In a similar vein, the data used to train the language models could be poisoned, causing downstream applications to be at risk of harmful models. Alarmingly, Schuster et al. demonstrated that a code completion NLP system can be taught to produce insecure code only by injecting a few malicious files. Conceivably, other generative models can be taught to produce harmful content with harmful injections too. 

The providers of language models could also fail. Presently, GPT-3 requires practitioners to upload data used for inference to OpenAI. A breach of such potentially sensitive data might mean a breach of privacy. Many language models today are also served directly by HuggingFace’s infrastructure. An attack on the common infrastructure has the potential to disrupt numerous language models in production. 

Such risks are amplified when the underlying pre-trained language models are overwhelmingly popular. Once an adversary finds a loophole with a popular language model, it could exploit other applications that share the same underlying model. 

The Lack of Interpretability

Interpretability is defined as the degree to which a human can understand the cause of a decision. Unfortunately, many of the NLP models today are far from the ideal state of interpretability.
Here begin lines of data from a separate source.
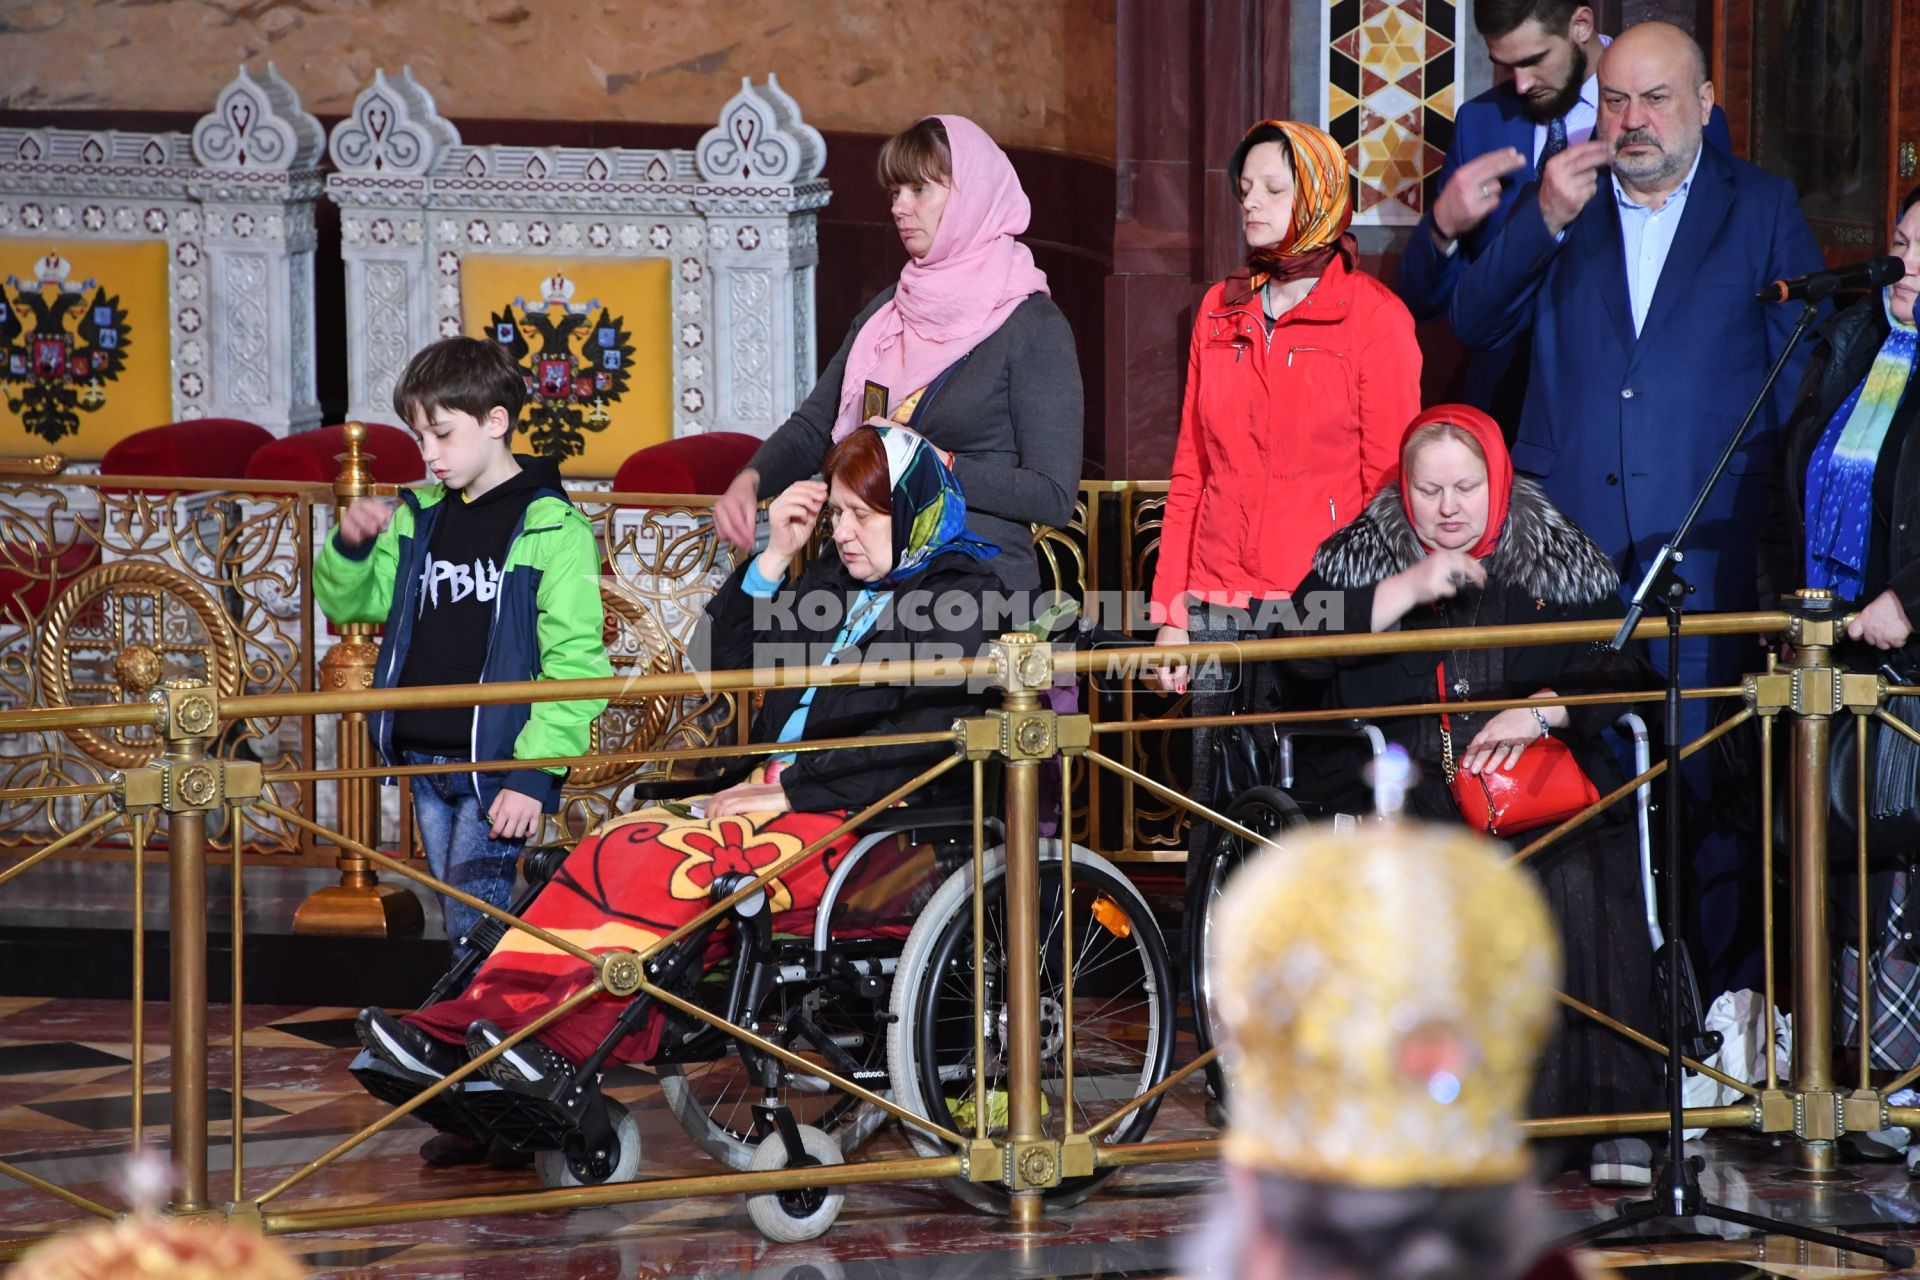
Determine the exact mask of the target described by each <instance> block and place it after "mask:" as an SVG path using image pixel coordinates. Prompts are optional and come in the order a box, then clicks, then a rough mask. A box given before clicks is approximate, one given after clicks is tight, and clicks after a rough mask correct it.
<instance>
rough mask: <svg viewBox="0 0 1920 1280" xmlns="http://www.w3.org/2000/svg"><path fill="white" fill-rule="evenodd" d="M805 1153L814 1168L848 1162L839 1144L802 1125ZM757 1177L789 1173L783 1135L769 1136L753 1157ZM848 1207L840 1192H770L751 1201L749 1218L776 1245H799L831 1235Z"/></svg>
mask: <svg viewBox="0 0 1920 1280" xmlns="http://www.w3.org/2000/svg"><path fill="white" fill-rule="evenodd" d="M801 1150H804V1151H806V1161H808V1163H810V1165H839V1163H843V1161H845V1157H843V1155H841V1150H839V1144H837V1142H833V1138H829V1136H826V1134H824V1132H820V1130H818V1128H814V1126H812V1125H801ZM749 1169H753V1171H755V1173H760V1171H768V1169H787V1144H785V1142H781V1140H780V1134H768V1138H766V1140H762V1142H760V1146H758V1148H756V1150H755V1153H753V1163H751V1165H749ZM845 1203H847V1192H843V1190H839V1188H801V1190H795V1192H766V1194H762V1196H749V1197H747V1217H749V1219H753V1224H755V1226H756V1228H758V1230H760V1234H762V1236H766V1238H768V1240H772V1242H774V1244H799V1242H801V1240H818V1238H820V1236H824V1234H828V1228H829V1226H833V1221H835V1219H837V1217H839V1211H841V1205H845Z"/></svg>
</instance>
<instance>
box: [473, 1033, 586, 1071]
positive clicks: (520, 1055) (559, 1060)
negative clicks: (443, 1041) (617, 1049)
mask: <svg viewBox="0 0 1920 1280" xmlns="http://www.w3.org/2000/svg"><path fill="white" fill-rule="evenodd" d="M505 1038H507V1032H505V1031H501V1029H499V1027H495V1025H493V1023H490V1021H486V1019H480V1021H478V1023H474V1025H472V1027H468V1029H467V1055H468V1057H480V1055H482V1054H486V1052H488V1050H492V1048H493V1046H495V1044H499V1042H501V1040H505ZM572 1073H574V1065H572V1063H570V1061H566V1059H564V1057H563V1055H561V1054H555V1052H553V1050H549V1048H547V1046H545V1044H541V1042H540V1040H536V1038H532V1036H530V1038H526V1040H520V1042H518V1044H515V1046H513V1048H511V1050H507V1052H505V1054H501V1055H499V1057H495V1059H493V1061H492V1063H490V1065H488V1067H486V1075H490V1077H492V1079H493V1082H497V1084H543V1082H547V1080H553V1079H555V1077H559V1079H564V1077H570V1075H572Z"/></svg>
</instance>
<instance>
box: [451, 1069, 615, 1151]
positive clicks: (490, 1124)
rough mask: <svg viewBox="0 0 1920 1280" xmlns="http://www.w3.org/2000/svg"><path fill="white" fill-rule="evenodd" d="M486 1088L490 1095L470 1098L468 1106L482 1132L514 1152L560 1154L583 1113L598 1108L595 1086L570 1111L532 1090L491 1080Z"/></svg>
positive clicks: (600, 1098)
mask: <svg viewBox="0 0 1920 1280" xmlns="http://www.w3.org/2000/svg"><path fill="white" fill-rule="evenodd" d="M488 1084H490V1086H492V1092H488V1094H480V1096H474V1098H472V1100H468V1105H470V1107H472V1115H474V1117H476V1119H478V1121H480V1123H482V1125H486V1132H488V1134H490V1136H492V1138H499V1140H501V1142H505V1144H507V1146H511V1148H513V1150H515V1151H564V1150H566V1144H568V1140H570V1138H572V1136H574V1134H578V1132H580V1128H582V1115H584V1113H586V1109H588V1107H599V1105H601V1098H599V1086H591V1088H593V1092H591V1096H586V1094H582V1107H580V1111H574V1109H570V1107H564V1105H561V1103H559V1102H553V1100H551V1098H545V1096H541V1094H538V1092H534V1090H532V1088H530V1090H524V1092H522V1090H518V1088H513V1086H501V1084H493V1082H492V1080H488Z"/></svg>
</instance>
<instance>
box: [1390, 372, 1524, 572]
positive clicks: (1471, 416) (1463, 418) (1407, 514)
mask: <svg viewBox="0 0 1920 1280" xmlns="http://www.w3.org/2000/svg"><path fill="white" fill-rule="evenodd" d="M1434 422H1448V424H1452V426H1457V428H1459V430H1463V432H1467V434H1469V436H1473V439H1475V443H1478V445H1480V453H1484V455H1486V530H1484V532H1482V533H1480V541H1476V543H1475V545H1473V547H1471V549H1469V551H1467V555H1471V557H1473V558H1475V560H1484V558H1486V557H1490V555H1494V547H1498V545H1500V535H1501V532H1505V528H1507V501H1509V499H1511V495H1513V457H1511V455H1507V439H1505V438H1503V436H1501V434H1500V424H1498V422H1494V420H1492V418H1490V416H1486V415H1484V413H1480V411H1478V409H1475V407H1473V405H1434V407H1432V409H1425V411H1421V413H1419V416H1415V418H1413V420H1411V422H1407V430H1405V432H1402V434H1400V505H1402V507H1404V509H1405V512H1407V524H1413V499H1411V497H1409V495H1407V441H1409V439H1413V434H1415V432H1419V430H1421V428H1423V426H1432V424H1434ZM1415 528H1417V526H1415ZM1421 545H1423V547H1427V543H1421ZM1427 551H1432V547H1427Z"/></svg>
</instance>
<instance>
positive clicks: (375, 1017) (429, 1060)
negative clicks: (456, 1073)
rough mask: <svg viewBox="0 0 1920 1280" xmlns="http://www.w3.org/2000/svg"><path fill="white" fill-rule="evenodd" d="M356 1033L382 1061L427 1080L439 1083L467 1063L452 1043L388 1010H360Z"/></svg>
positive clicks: (355, 1025)
mask: <svg viewBox="0 0 1920 1280" xmlns="http://www.w3.org/2000/svg"><path fill="white" fill-rule="evenodd" d="M353 1034H355V1036H359V1042H361V1044H363V1046H367V1052H369V1054H372V1055H374V1057H378V1059H380V1061H384V1063H388V1065H390V1067H399V1069H401V1071H407V1073H411V1075H417V1077H424V1079H428V1080H438V1079H440V1077H444V1075H447V1073H451V1071H457V1069H459V1067H461V1065H465V1061H467V1057H465V1055H463V1054H461V1052H459V1050H457V1048H453V1046H451V1044H445V1042H442V1040H434V1038H432V1036H430V1034H426V1032H424V1031H420V1029H419V1027H415V1025H411V1023H403V1021H399V1019H397V1017H394V1015H392V1013H388V1011H386V1009H374V1007H367V1009H361V1011H359V1017H355V1019H353Z"/></svg>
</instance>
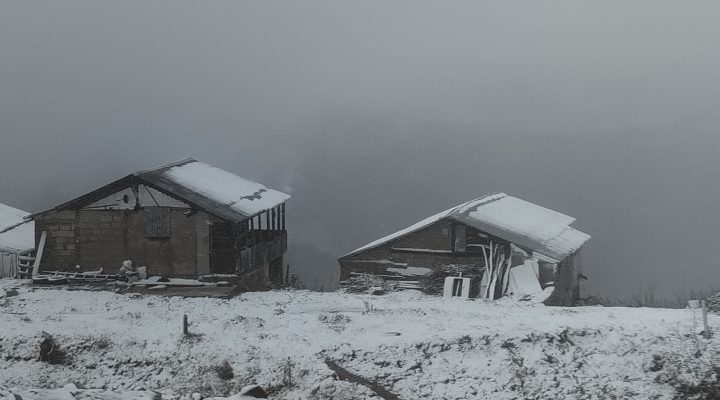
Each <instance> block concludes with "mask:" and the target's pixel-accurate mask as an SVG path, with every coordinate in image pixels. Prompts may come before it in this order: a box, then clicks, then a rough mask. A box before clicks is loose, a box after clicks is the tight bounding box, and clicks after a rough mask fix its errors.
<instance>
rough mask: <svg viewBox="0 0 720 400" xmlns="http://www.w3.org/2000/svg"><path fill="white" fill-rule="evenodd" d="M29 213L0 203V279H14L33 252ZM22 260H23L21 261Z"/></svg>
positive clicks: (34, 248)
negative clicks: (30, 253)
mask: <svg viewBox="0 0 720 400" xmlns="http://www.w3.org/2000/svg"><path fill="white" fill-rule="evenodd" d="M29 216H30V213H28V212H26V211H23V210H19V209H17V208H14V207H10V206H8V205H5V204H2V203H0V278H16V277H18V275H19V272H20V269H21V266H27V265H28V262H27V261H29V260H30V259H31V257H29V254H30V253H32V252H33V251H34V250H35V231H34V229H35V228H34V224H33V222H32V221H31V220H29V219H28V217H29ZM23 259H24V260H23Z"/></svg>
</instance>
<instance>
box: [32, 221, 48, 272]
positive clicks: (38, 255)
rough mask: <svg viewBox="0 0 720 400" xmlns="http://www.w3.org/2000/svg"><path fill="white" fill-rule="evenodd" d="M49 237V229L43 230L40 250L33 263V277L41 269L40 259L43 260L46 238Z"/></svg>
mask: <svg viewBox="0 0 720 400" xmlns="http://www.w3.org/2000/svg"><path fill="white" fill-rule="evenodd" d="M46 239H47V231H43V233H42V234H41V235H40V244H39V245H38V252H37V254H36V255H35V262H34V263H33V275H32V276H33V278H34V277H35V276H37V272H38V270H39V269H40V261H42V253H43V251H44V250H45V240H46Z"/></svg>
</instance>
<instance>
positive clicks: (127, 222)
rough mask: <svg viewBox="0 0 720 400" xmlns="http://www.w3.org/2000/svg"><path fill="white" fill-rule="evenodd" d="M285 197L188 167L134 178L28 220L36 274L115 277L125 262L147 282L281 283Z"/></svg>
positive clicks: (192, 167) (206, 168) (93, 190)
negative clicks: (61, 273) (39, 268)
mask: <svg viewBox="0 0 720 400" xmlns="http://www.w3.org/2000/svg"><path fill="white" fill-rule="evenodd" d="M289 198H290V196H289V195H287V194H285V193H282V192H279V191H277V190H273V189H270V188H268V187H266V186H264V185H262V184H260V183H257V182H252V181H250V180H247V179H244V178H241V177H239V176H237V175H235V174H232V173H230V172H227V171H223V170H221V169H219V168H216V167H213V166H210V165H208V164H205V163H202V162H199V161H196V160H193V159H185V160H181V161H178V162H174V163H171V164H167V165H163V166H160V167H157V168H153V169H149V170H144V171H138V172H135V173H132V174H130V175H127V176H125V177H123V178H121V179H118V180H116V181H114V182H111V183H108V184H107V185H105V186H102V187H100V188H98V189H96V190H93V191H92V192H90V193H87V194H85V195H82V196H80V197H77V198H75V199H73V200H70V201H68V202H66V203H63V204H61V205H59V206H57V207H54V208H52V209H50V210H47V211H43V212H40V213H37V214H34V215H33V218H34V219H35V237H36V240H37V241H38V242H39V241H40V237H41V234H42V232H46V233H47V242H46V245H45V247H44V252H43V256H42V258H41V261H40V268H41V269H43V270H45V271H55V270H60V271H73V272H74V271H77V272H84V271H95V270H98V269H99V268H104V269H105V271H112V272H114V271H117V269H118V268H119V267H120V265H121V263H122V262H123V260H126V259H130V260H132V261H133V263H134V265H136V266H146V267H147V273H148V275H161V276H168V277H184V278H190V277H198V276H205V275H216V276H218V275H219V276H223V277H227V276H228V275H230V276H237V277H238V278H239V280H240V282H241V286H242V287H244V288H246V289H252V288H258V287H262V286H264V285H266V284H268V283H271V282H274V283H276V284H282V283H283V281H284V279H285V278H284V268H283V255H284V253H285V252H286V250H287V231H286V228H285V203H286V201H287V200H288V199H289Z"/></svg>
Large language models are black boxes that provide little to no insight into how it makes a decision. It is perhaps unwise to make high-stakes decisions without a complete understanding of the decision process. For instance, an NLP system used to grant or deny a prisoner parole must be able to explain its decisions based on facts. Such explanations are a concrete way to audit the fairness and consistency of its decision. 

Admittedly, there are explainable AI methods that provide explanations of model behaviors. These are distinct models which are designed to explain a black-box model. Examples include Google’s Language Interpretability Tool (LIT) and LIME.

google lit demo

A demo of Google’s LIT (Source)

Yet, explanations from such models can be unfaithful and fail to accurately represent the reasoning process behind the model’s prediction. Further, they can be unreliable, misleading, and dangerous. Plausible yet unfaithful explanations could lull practitioners into a false sense of security and entice them to trust unsound models, as explained in the watershed paper “Stop Explaining Black-Box Machine Learning Models for High Stake Decisions and Use Interpretable Models Instead”.

Large Language Models will Transform the Future of AI

“This is just the beginning of a paradigm shift: Large Language Models have just begun to transform the ways AI systems are built and deployed in this world,” concluded a group of prodigious AI researchers when discussing the opportunities and risks of large language models

The use cases enabled by large language models are nothing short of awe-inspiring. Yet, not all that glitters is gold. As AI practitioners, we must be aware of the downfalls of large language models and use them responsibly and carefully. Only then can we fully reap the whole potential of large language models.